Betrüger suchen sich gezielt ältere Menschen

Ältere Menschen würden gezielt als potenzielle Opfer ausgewählt, da auf ihre Hilfsbereitschaft gesetzt werde und die Möglichkeit, dass größere Geldsummen vorhanden seien, sagt Polizeihauptkommissarin Susanne Hippauf, im Bereich des Präsidiums Frankfurt zuständig für die Beratung von Senioren. Auch spekulierten die Täter auf körperliche Einschränkungen von älteren Menschen, wie etwa ein nachlassendes Gehör.

"Hier sind Personen am Werk, die psychologisch geschult sind, manipulativ vorgehen und mit massivem Druck arbeiten", sagt Hippauf zu den Tätern. Sie versuchten, ihre Opfer in einen Ausnahmezustand zu versetzen, so dass rationales Denken nicht mehr möglich sei. Viele Geschädigte verlören ihr gesamtes Vermögen.

So gelang es beispielsweise Kriminellen im Mai 2023, 250.000 Euro von einer 89 Jahre alten Frau in Neu-Isenburg (Offenbach) zu ergaunern. Sie gaben sich als Mitarbeiter der Offenbacher Staatsanwaltschaft aus und forderten eine Kautionszahlung.

Auch Luna (Name durch die Redaktion geändert) aus Hünfeld (Fulda) wurde im vergangenen Jahr beinahe Opfer eines Trickbetrügers - im Glauben, dass ihre Tochter in einer Notsituation war, ließ sie sich 17.000 Euro von ihrem Bankkonto auszahlen. Kurz vor der Übergabe gelang es der Polizei einzuschreiten und den Betrug noch zu vereiteln.

Ende März drehte eine 73-Jährige aus Frankfurt dagegen den Spieß um: Sie spielte die Betrugsmasche scheinbar mit. Statt der 10.000 Euro erwartete die zwei 17 und 18 Jahre alte Geldabholer an der Tür der Seniorin aber die Polizei.

Kommissarin rät zu gesundem Misstrauen

"Man darf bei so einem Anruf einfach auflegen", betont Hippauf. Viele Senioren hätten aufgrund ihrer Erziehung Hemmungen, Gespräche zu unterbrechen, zumal, wenn sie einen Polizisten oder Amtsträger am anderen Ende wähnten. Man solle ruhig auf sein Bauchgefühl hören.

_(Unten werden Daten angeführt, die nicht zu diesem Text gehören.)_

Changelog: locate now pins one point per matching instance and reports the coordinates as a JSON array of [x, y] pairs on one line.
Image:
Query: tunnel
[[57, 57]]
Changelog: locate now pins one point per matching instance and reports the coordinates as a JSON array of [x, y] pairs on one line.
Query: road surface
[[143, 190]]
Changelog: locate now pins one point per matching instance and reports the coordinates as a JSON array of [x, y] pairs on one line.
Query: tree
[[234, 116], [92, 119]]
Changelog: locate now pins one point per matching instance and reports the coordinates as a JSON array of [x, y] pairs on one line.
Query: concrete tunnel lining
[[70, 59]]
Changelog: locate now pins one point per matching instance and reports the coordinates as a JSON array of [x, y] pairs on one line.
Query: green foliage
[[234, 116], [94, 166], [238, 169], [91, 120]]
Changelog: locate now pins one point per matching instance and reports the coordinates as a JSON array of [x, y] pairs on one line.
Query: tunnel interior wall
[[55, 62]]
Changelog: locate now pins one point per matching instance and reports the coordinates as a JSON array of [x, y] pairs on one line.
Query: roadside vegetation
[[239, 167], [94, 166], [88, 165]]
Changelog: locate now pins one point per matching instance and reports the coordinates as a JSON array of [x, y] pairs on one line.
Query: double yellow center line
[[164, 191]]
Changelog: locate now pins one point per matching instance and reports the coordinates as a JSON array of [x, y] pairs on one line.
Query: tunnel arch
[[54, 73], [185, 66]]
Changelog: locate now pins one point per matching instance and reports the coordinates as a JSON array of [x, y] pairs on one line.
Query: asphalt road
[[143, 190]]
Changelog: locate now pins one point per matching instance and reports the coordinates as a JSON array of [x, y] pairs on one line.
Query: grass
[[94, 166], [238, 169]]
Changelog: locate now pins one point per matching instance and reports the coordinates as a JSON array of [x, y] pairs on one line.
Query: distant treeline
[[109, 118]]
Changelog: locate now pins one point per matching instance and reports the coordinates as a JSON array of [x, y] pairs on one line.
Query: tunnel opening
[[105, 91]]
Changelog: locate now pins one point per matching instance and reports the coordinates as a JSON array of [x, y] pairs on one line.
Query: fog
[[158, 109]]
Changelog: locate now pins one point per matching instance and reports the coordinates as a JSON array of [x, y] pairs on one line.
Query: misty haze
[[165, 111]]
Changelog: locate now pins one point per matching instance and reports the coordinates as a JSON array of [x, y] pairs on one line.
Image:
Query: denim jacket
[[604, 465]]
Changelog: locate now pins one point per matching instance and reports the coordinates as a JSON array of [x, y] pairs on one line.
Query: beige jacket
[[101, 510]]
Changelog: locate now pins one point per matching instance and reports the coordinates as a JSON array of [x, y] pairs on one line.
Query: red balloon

Ein gesundes Misstrauen müsse auch nichts mit Unfreundlichkeit zu tun haben, sagt die Hauptkommissarin. Dies helfe auch gegen andere Betrugsmaschen, wenn sich etwa falsche Handwerker Zugang zur Wohnung verschaffen wollten oder sich per SMS oder Messengerdienst wie WhatsApp eine angebliche Tochter mit dringenden Geldproblemen melde.

Aber auch jüngere Menschen seien nicht gefeit, Opfer eines solchen Betrugs zu werden, betonte Hippauf. Die Anrufer gaukelten in den Fällen etwa vor, ein naher Angehöriger habe einen Unfall verursacht und könne mit Kaution vor der Haft bewahrt werden. 

Das Landeskriminalamt weist auch auf den möglichen Einsatz Künstlicher Intelligenz hin. Beispielsweise könnten so täuschend echt klingende Audio-Sequenzen erstellt werden. Aktuell werde in aller Regel aber noch gegen Täterinnen und Täter ermittelt, die selbst zum Telefonhörer griffen.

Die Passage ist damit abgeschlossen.